Corporate events are always my most successful events. Have your client supply video clips from factory or office workers. The video can be of company workers actually asking general trivia questions or a worker can highlight some detail about their life that their fellow co-workers should know about. People LOVE to see themselves in the spotlight. They don't always want to be in front of LIVE audiences, but behind a camera is great.

Be creative: Virtually all smartphones now days have high-resolution cameras that can film stuff on the fly and send it to your PC for immediate use, even right before the start of a show. At your events, utilize this technology to interview guests, faculty, friends, family and create a few questions on the fly. Going the extra mile with your service will set you aside from the competition. It will increase your bookings. It will make you more money.

Sponsorships are something that many performers do not utilize...and thus leave a lot of money on the table.
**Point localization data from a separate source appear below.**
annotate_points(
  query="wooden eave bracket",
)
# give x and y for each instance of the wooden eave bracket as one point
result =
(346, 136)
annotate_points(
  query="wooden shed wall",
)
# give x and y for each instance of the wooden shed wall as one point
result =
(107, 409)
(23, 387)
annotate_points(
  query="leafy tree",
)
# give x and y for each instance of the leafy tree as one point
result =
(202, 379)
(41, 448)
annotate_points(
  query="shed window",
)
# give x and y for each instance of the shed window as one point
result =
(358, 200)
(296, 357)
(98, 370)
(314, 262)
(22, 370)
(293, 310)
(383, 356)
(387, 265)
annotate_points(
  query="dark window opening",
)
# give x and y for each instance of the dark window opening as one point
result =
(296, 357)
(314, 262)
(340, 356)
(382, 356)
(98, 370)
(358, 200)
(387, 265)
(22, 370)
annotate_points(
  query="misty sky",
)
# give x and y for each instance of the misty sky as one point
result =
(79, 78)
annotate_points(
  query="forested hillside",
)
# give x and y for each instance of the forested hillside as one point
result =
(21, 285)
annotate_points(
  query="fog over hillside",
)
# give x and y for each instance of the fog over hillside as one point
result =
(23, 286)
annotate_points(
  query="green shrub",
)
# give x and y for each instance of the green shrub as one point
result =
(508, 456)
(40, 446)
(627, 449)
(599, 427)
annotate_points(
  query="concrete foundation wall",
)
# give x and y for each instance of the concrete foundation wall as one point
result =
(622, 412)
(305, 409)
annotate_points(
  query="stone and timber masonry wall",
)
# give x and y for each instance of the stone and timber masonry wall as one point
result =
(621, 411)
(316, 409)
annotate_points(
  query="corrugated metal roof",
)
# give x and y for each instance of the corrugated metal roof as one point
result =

Have a local business supply you their TV or radio commercial. Use the commercial at your events to acknowledge your sponsors before, during or after your show. (I DON'T recommend this for weddings.) I DO recommend you know your client and make sure you are not stepping on any toes or offending anyone. This is great for public performances such as in bars, hotels, resorts and other venues. Many DigiGames users utilize this to generate additional revenue; a going rate is $500 for a six-month span, for two or more shows per week. This adds up, and will increase your bottom line if done right. Imagine securing only four of these sponsorships every year. It could put another $4000 in your pocket.

All of these things can be adapted to fit your style. If you know where to look and are willing to put in the effort and time, there is a ton of Midweek Money out there.

I hope you will come see my seminar at MBLV 2012. I love sharing ideas and learning from all the creative people in this industry. Video may have killed the radio star...but it definitely enhanced the DJ business.